Extrait de Droit de la donnée, Droit & Professionnels, LexisNexis
LE RÉGIME DE LA PROTECTION
414. – La rédaction actuelle de l’article 9 de la LIL est, à notre sens, maladroite, car
elle pourrait laisser entendre que les organismes –quels qu’ils soient –ne pourraient
pas mettre en oeuvre des traitements de données à caractère personnel, pour gérer
leurs contentieux et défendre leurs droits261. Or, ce n’est évidemment pas le cas, car
une telle lecture reviendrait à priver toute personne du droit effectif à exercer un
recours juridictionnel. C’est très précisément ce qu’a relevé le Conseil constitutionnel,
dans sa décision n° 2004-499DC du 29 juillet 2004, en énonçant que l’article 9
de la LIL « ne saurait être interprété comme privant d’effectivité le droit d’exercer un
recours juridictionnel, dont dispose toute personne physique ou morale, s’agissant
des infractions dont elle a été victime » et déclarant que « sous cette réserve » cette
disposition « n’est pas contraire à la constitution ».

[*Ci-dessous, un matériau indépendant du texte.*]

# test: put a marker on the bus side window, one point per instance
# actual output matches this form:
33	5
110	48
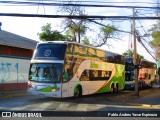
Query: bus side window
85	76
149	76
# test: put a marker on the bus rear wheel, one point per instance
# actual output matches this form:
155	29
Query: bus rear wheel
112	88
116	90
78	92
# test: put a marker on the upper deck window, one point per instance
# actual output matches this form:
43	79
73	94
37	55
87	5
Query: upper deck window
50	51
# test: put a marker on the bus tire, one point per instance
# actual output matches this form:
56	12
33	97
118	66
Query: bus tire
78	92
151	84
116	89
112	89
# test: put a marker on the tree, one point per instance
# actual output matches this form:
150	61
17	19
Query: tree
130	53
155	32
105	33
49	35
76	28
86	41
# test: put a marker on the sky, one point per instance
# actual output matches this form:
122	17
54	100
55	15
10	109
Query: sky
30	27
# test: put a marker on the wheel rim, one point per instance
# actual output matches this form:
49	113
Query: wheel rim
77	93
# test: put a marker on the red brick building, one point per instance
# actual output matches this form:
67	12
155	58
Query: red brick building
15	54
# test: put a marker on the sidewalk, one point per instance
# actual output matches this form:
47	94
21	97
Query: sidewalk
9	94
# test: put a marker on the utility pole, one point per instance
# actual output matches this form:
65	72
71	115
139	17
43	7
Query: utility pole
135	57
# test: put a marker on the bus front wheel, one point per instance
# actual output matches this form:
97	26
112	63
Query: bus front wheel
112	88
78	92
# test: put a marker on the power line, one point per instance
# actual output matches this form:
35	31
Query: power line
68	4
77	16
94	1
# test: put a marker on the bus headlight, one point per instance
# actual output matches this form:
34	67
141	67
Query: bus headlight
55	89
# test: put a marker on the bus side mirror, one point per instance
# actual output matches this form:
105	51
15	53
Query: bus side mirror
137	66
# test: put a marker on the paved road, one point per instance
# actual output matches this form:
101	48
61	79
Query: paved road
101	104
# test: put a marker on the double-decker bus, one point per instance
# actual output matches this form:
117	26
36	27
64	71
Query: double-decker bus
66	69
146	73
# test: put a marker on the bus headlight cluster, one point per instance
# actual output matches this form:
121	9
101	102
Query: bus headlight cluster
55	89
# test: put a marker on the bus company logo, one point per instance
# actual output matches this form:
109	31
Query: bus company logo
47	53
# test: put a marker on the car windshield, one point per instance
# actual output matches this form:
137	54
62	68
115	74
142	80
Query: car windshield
49	73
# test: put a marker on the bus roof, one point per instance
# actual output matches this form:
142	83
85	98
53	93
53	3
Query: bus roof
67	42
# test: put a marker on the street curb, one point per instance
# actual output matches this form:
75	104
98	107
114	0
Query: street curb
10	94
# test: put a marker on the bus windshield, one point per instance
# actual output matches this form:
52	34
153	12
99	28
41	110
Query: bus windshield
50	51
48	72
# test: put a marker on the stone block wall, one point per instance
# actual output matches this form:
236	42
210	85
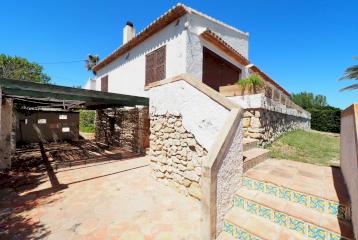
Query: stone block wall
265	125
123	127
176	156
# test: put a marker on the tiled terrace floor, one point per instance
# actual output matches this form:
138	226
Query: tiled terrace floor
325	182
108	200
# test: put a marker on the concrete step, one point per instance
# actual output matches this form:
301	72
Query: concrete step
319	188
243	225
225	236
250	143
293	216
254	156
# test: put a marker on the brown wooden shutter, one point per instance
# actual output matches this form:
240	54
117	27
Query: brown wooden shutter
160	64
155	65
104	84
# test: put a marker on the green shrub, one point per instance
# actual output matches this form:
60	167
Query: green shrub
326	119
253	81
87	121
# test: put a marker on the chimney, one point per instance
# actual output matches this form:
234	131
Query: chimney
128	32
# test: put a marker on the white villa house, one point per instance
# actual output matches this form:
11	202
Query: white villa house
186	41
205	132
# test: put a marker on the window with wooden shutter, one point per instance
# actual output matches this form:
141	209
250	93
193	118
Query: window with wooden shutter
104	84
155	64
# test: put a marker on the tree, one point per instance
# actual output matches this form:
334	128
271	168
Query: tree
19	68
351	73
91	61
308	100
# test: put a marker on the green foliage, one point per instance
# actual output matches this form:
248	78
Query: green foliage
87	121
326	119
253	81
351	73
309	147
309	100
323	117
19	68
91	61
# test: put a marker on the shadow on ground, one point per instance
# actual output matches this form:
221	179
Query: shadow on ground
33	165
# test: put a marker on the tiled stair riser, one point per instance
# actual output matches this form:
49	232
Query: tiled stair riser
238	233
307	200
304	228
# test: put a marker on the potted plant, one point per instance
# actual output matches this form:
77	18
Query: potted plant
251	85
247	86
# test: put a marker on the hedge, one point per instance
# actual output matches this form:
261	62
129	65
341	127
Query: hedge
326	119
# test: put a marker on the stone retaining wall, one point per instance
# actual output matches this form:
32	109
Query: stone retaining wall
123	127
265	125
176	156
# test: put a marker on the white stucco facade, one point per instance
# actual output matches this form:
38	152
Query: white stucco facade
204	120
184	53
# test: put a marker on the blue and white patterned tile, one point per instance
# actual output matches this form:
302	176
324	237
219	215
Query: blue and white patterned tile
333	236
247	182
285	193
271	189
317	203
296	225
300	198
239	202
315	232
280	218
252	207
265	212
332	208
229	228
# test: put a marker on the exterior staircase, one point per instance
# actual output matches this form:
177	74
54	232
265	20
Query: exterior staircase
281	199
253	155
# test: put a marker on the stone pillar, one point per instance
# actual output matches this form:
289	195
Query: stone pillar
7	132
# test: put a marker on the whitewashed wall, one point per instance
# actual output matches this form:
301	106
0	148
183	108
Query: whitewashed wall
260	101
195	44
184	49
126	75
201	115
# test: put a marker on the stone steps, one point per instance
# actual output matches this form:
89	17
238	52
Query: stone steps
241	224
249	143
294	216
225	236
282	199
253	157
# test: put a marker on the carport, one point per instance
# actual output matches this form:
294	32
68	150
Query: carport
34	95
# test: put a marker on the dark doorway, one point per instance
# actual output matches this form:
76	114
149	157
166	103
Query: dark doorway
217	71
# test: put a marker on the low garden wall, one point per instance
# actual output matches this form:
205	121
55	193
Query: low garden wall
349	158
123	127
7	132
265	119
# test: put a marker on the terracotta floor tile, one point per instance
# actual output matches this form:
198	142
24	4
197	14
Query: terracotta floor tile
303	213
337	226
261	228
116	200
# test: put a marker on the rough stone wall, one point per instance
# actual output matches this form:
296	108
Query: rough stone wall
229	177
176	157
7	133
123	127
265	125
349	158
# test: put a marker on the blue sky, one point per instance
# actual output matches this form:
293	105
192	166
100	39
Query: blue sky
304	45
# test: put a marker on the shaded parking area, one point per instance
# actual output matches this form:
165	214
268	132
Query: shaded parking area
112	199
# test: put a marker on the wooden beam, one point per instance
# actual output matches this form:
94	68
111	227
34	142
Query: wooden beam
48	91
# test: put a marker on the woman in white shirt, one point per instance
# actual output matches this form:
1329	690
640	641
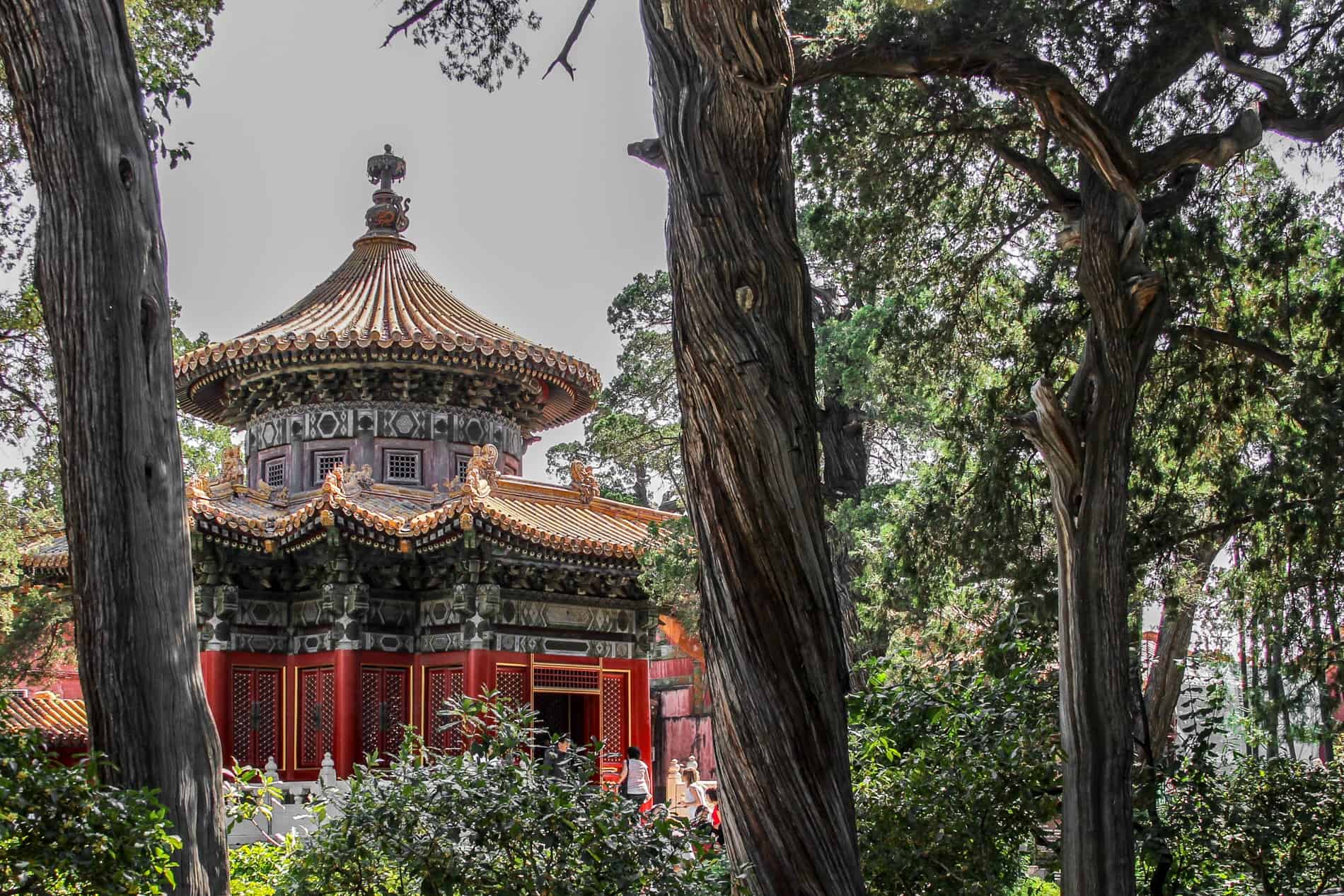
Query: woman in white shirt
635	778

415. – Ainsi, il est possible, pour toute personne, de mettre en oeuvre un traitement
portant sur des données relatives à des infractions dont elle a été victime, sous
réserve d’obtenir l’autorisation préalable de la CNIL en vertu de l’article 25, I, 3 de la
LIL. Compte tenu de la fréquence de mise en oeuvre de tels traitements262, la CNIL a adopté, le 14 janvier 2016263,
une délibération portant autorisation unique « AU046 »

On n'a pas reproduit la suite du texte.